There’s the root of it all. The waiting. We’ve bought into the cultural myth that waiting is synonymous with doing nothing. Yet, in God’s economy, waiting is just the opposite. It’s everything. Waiting is taking the long-view and understanding He sees things we can’t. Waiting is trusting God is who He says He is, a faithful, loving, intimately personal King. Waiting is relinquishing control, faithfully abdicating our plans because we serve a God who has a better one in store. It’s in moving from a state of striving to a place of abiding we find the most freedom.
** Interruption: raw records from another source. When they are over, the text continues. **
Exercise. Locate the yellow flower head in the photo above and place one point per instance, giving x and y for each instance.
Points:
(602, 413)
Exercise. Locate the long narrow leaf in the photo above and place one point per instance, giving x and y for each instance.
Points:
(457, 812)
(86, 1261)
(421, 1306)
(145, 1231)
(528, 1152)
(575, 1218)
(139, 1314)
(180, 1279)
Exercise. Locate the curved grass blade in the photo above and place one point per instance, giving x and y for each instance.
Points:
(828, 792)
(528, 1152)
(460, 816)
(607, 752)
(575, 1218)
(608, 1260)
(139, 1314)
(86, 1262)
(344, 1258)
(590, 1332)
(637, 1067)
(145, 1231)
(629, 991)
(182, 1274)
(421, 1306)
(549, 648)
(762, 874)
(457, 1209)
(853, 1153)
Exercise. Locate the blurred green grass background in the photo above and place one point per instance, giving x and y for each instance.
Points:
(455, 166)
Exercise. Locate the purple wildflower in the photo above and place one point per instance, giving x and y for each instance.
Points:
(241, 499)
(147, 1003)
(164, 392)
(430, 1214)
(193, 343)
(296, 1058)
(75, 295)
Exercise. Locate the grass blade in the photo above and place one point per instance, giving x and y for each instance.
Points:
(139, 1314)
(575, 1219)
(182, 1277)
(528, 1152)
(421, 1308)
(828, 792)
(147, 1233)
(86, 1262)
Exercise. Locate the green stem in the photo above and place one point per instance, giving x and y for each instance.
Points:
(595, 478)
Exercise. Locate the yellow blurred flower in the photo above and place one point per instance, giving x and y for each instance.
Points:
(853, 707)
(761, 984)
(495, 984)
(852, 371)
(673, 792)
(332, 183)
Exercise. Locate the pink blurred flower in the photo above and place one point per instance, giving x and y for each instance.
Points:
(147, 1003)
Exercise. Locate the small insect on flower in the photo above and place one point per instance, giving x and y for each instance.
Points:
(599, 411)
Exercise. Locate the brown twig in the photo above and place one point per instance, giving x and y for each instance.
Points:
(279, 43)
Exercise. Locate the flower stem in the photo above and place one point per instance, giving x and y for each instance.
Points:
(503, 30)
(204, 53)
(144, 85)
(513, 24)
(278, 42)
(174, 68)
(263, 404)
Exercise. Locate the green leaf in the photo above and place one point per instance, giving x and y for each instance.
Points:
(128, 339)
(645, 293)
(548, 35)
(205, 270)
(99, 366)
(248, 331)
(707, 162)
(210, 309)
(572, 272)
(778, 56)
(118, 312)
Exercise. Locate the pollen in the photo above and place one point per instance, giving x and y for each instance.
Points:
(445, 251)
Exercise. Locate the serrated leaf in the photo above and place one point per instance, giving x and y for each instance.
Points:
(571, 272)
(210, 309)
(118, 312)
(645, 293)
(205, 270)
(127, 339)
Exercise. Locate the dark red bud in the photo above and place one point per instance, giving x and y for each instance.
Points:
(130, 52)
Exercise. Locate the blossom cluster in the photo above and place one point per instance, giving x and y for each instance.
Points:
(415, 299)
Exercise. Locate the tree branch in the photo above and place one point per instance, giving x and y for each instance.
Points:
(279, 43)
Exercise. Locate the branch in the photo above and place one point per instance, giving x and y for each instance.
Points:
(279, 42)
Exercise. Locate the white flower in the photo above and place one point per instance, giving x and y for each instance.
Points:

Personally, I’ve found too often I kneel before God and plead for Him to reveal what’s next. To give me even just a quick glance at the map. As each month seemingly passes more quickly than the last and graduation suddenly looms in the distance, I want to take off my seatbelt and charge the cockpit. But in the same way I wouldn’t know how to make sense of the gizmos and gadgets in a jumbo jet, I’d be lost in my attempt to interpret the Lord's plan for my life. I can't see what lies ahead but I serve a God who does. I’m beginning understand my Father is good all the time, like the captain of the jet, He operates with my best interest in mind. Yet I’ve fallen into the trap of loving Jesus for what He does instead of loving Him for who He is. I’m starting to seek Christ for Christ, waiting at the foot of the cross instead of seeking Him for His blessing or "the plan." Prayerfully listening for the vision to be unveiled in due time from my humble seat in coach. Learning not to focus so much on when I’ll get the signal to “go” but rather resting in the arms of my Creator and enjoying the ride of life. I used to think God was distant, up in the sky playing games but now I know I can trust in Immanuel, God with me, even in the midst of my waiting.